Investors may purchase the euro as a way to bet on an improving eurozone economy since the value of the currency is tied to interest rates that tend to rise when the economy is doing well. In contrast, investors may want to short sell the euro as a way to profit from its decline when interest rates are falling and the currency is becoming worthless. Investors may also want to go long or short the euro as a way to hedge their portfolios against currency risks. Short selling the euro is traditionally accomplished by borrowing a set number of euros, with an agreement to repurchase them in the future, and immediately exchanging them for a different currency. When the value of the euro falls relative to the exchanged currency, the cost of repurchasing the euros is lower, and a profit is realized when the trade is closed. In this article, we will take a closer look at how international investors can short sell the euro in order to take advantage of a potential decline in value.
Reasons to Short the Euro
Short-selling the euro is essentially a bet that the euro’s value will fall relative to other currencies around the world. The value of currencies can fluctuate due to a variety of different economic and political factors. But there are a few common denominators that often lead to problems for a country and its currency. The most common reasons for a decline in currency valuation are:
Debt and Deficits. Countries that run high current account deficits and have a high amount of debt relative to their gross domestic product (GDP) are often targets for currency declines. Rising Inflation. Rising inflation rates can marginalize a currency’s valuation while suggesting that the country’s currency may be unstable or uncontrollable. Interest Rates. Falling interest rates typically have a negative effect on currency valuation, while rising interest rates generally boost currency valuations. Uncertainty. Countries without a plan or method to address economic problems can face a currency crisis when traders and investors lose confidence.

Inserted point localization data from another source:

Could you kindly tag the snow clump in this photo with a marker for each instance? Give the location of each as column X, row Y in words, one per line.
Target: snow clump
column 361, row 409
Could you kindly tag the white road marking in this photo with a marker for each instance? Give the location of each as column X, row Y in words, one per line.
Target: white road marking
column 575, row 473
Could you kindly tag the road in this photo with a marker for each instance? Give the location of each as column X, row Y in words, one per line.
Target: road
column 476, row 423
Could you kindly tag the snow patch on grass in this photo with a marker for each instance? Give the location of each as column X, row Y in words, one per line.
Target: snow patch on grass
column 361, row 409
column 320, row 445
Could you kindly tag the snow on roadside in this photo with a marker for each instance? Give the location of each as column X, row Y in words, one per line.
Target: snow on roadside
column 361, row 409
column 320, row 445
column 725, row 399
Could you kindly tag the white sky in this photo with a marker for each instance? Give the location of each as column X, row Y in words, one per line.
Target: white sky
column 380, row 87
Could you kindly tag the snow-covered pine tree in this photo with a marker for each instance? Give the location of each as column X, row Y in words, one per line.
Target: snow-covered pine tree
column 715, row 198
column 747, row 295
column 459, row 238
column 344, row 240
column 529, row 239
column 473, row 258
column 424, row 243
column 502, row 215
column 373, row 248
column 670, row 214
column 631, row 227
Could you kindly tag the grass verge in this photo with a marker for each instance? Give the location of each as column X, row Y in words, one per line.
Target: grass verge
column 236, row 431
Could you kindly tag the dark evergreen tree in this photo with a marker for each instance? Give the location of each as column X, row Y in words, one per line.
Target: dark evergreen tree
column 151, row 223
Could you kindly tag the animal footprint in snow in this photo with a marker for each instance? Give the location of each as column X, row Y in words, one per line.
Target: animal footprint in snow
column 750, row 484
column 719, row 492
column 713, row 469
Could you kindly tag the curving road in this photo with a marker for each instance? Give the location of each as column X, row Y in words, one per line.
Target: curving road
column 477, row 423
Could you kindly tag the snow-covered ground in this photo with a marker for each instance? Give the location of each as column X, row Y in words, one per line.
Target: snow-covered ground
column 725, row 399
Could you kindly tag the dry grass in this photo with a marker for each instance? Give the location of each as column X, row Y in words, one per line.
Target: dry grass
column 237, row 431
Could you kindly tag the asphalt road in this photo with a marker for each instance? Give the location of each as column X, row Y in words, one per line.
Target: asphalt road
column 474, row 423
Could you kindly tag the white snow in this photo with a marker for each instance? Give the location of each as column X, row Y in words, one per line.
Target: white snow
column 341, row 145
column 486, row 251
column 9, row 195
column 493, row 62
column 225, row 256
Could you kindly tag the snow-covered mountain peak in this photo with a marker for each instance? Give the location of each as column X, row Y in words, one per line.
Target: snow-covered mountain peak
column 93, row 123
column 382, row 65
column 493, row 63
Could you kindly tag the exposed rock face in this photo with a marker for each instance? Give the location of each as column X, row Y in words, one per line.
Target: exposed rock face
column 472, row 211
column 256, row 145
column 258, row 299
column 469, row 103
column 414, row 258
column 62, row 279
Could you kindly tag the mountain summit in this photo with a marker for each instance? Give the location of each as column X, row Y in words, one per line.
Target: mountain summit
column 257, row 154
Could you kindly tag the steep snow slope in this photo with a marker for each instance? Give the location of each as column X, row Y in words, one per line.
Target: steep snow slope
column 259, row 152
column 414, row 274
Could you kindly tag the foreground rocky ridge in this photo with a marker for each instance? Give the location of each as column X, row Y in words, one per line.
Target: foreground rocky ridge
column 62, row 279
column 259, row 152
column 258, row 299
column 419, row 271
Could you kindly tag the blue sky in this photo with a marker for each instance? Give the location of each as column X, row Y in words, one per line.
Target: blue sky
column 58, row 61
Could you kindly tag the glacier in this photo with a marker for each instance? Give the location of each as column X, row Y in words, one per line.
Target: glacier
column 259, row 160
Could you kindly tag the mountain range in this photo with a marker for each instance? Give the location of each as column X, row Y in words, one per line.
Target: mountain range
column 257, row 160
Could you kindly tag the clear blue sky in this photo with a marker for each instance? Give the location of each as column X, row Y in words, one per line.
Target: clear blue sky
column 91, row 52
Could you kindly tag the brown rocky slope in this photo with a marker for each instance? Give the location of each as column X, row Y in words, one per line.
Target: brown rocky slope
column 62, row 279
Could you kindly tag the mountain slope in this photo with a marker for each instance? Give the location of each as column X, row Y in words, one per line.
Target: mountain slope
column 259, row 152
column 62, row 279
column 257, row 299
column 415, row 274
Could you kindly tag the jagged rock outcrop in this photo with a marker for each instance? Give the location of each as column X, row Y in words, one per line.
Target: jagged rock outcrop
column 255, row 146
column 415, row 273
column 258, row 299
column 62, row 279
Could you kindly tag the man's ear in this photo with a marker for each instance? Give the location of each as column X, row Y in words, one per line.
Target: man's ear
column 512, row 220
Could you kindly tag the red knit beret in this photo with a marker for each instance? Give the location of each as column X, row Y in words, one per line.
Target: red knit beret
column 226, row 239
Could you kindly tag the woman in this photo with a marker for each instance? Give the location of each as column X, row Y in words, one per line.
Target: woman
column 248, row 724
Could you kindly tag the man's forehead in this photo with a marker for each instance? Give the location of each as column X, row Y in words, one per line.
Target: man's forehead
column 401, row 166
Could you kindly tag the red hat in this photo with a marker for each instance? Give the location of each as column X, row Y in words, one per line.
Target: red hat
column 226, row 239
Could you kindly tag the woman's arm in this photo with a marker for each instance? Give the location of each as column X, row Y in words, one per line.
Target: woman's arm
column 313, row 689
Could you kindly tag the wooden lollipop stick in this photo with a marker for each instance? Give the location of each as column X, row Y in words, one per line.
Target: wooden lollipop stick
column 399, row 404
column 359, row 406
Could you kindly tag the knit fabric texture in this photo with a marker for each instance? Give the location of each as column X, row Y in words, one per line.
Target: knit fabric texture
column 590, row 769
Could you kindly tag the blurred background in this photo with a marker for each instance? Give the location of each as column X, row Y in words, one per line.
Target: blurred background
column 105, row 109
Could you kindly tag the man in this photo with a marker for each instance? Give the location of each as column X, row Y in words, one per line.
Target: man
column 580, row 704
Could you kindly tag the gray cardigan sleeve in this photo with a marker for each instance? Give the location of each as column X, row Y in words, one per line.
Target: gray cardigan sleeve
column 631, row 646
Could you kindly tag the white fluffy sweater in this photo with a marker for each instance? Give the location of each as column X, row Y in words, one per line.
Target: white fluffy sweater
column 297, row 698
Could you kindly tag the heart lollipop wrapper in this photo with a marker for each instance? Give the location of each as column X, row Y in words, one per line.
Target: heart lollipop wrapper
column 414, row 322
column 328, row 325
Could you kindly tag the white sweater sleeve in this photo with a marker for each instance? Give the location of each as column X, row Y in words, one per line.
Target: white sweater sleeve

How to Short the Euro with ETFs
The most obvious way to short sell the euro is in the currency markets by going short a currency pair like the EUR/USD. The three most common currencies to short the euro against are the U.S. Dollar (USD), Japanese Yen (JPY) and the Swiss Franc (CHF). The EUR/USD currency pair is the most popular trade in the world, but the Swiss Franc and Japanese Yen are widely considered to be safe-havens. However, the leverage required in the currency markets make it difficult to maintain a long-term position. As a result, international investors with a long-term timeframe are better off using exchange-traded funds (ETFs) that have built-in leverage and pose less risk. The two most common ETFs to short the euro are:
ProShares UltraShort Euro ETF (NYSE: EUO)Market Vectors Double Short Euro ETN (NYSE: DDR)
Investors can also short-sell or purchase put options against ETFs with a long position in the euro. Similar to currency scenario, short selling an ETF involves borrowing shares and immediately selling them with the agreement to repurchase them (ideally at a lower price). Meanwhile, put options are rights to sell the ETF that become more valuable when the price of the security declines. Here are four ETFs that are long the euro:
CurrencyShares Euro Trust (NYSE: FXE)WisdomTree Dreyfus Euro (NYSE: EU)Ultra Euro ProShares (NYSE: ULE)Market Vectors Double Long Euro ETN (NYSE: URR)
Short Selling Risks
Short selling involves a high level of risk because there’s unlimited potential for losses. Whereas a currency’s downside is limited to zero, a currency has a potentially unlimited upside that creates the potential for limitless losses. That is, you can lose more than you invest in the first place. Investors should keep these risks in mind when shorting the actual currency while knowing that ultra-short ETFs experience similarly amplified losses when the currency increases in value.